I was really pleased to see juveniles. Note the abundant red (not green) algae. Short video below.

If we left the bed alone, I wonder how many years it might take for it to completely regenerate?

UPDATE January 2018

I was able to visit the site again and was so impressed with it’s growth. The bed is awesome:

  • There are still areas with lots of shell including old mussel shell that have not been colonised by green-lipped mussels.
  • Most mussels were 4-5cm long but there were much smaller juveniles too.
  • The estuary has a lot of cushion stars and sea hares but no eleven armed starfish or octopus which predate mussels. It was quite strange to not see eleven armed starfish there.
  • The network pattern was similar to that of both restored and reefs and the one at Marsden Point with a wide range of density. It is most compact in the center where the mussels will run out of space if they grow.
  • I was told by a local that there were adults at the mouth of the estuary, they maybe crucial seed stock for the bed.
  • Although I saw eagle rays in the estuary I did not see them in the bed. There was no evidence of rays or snapper feeding in the bed but it looked like rays had been digging elsewhere.

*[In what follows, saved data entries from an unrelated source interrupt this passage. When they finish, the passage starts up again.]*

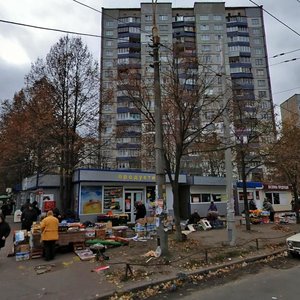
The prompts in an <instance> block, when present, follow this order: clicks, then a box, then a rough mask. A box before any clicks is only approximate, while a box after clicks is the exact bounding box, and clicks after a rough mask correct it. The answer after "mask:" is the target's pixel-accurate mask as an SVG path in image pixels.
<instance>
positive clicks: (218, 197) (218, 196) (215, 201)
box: [212, 194, 221, 202]
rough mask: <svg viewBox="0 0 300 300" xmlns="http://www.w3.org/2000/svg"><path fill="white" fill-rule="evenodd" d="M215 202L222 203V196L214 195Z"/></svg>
mask: <svg viewBox="0 0 300 300" xmlns="http://www.w3.org/2000/svg"><path fill="white" fill-rule="evenodd" d="M212 199H213V200H214V202H221V194H212Z"/></svg>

These clumps feather the edge of the bed.

It was low tide and the tide was coming in.

There were gaps in most of the bed.

The network pattern.

The clumps came up very easily, you can see they are attached to old shell including mussel shell left over from the old bed.

Numerous sea hares (Aplysia keraudreni).

There were not many fish (yet), but the triple fin were lovely.

These two Bigbelly seahorses (Hippocampus abdominalis) were a real bonus!. It’s been so long since I saw a seahorse alive.

Update January 2019

The bed is doing well, there has been some harvesting at the eastern end but it may have been for pipi. I located the parent stock 1km away at the mouth of the estuary. The adults were only 6-7cm long so they are growing much slower than farmed mussels. Still no eleven-armed starfish. I hope the bed continues to grow. It would be interesting to survey the bed to see of recruitment was happening more at the edges (or not). The bed, size density and associated fauna and flora will help inform restoration efforts elsewhere in the gulf. Video here. Observations below:

Update January 2020

No major changes to density, heavy with algae, no juveniles seen. Locals driving vehicles on cockle beds to get to the pipi which surrounds the mussel bed and set a net right on its eastern side.

Update February 2021

Unfortunately the crab above was the invasive species and my find triggered a $10,000 biosecurity response.

A local has anecdotal evidence that the mussel bed may not be 100% natural. A mussel farmer from the other side of the island who has since passed (Dick Anderson) claimed to have seeded the bed with mussel spat around 1990. The same local who talked to the farmer reports having seen mussels in the channel at the time. The story questions the genetic makeup of the bed, however in 2015 (when the bed was nearly wiped out) most of the bed was replaced then by local spat (there are beds on nearby rocks). Locals recall mussels on these rocks from the late 1980’s to early 1990’s. I am now checking with Auckland University to see if surveys for a marine reserve in the 1970’s recorded the bed.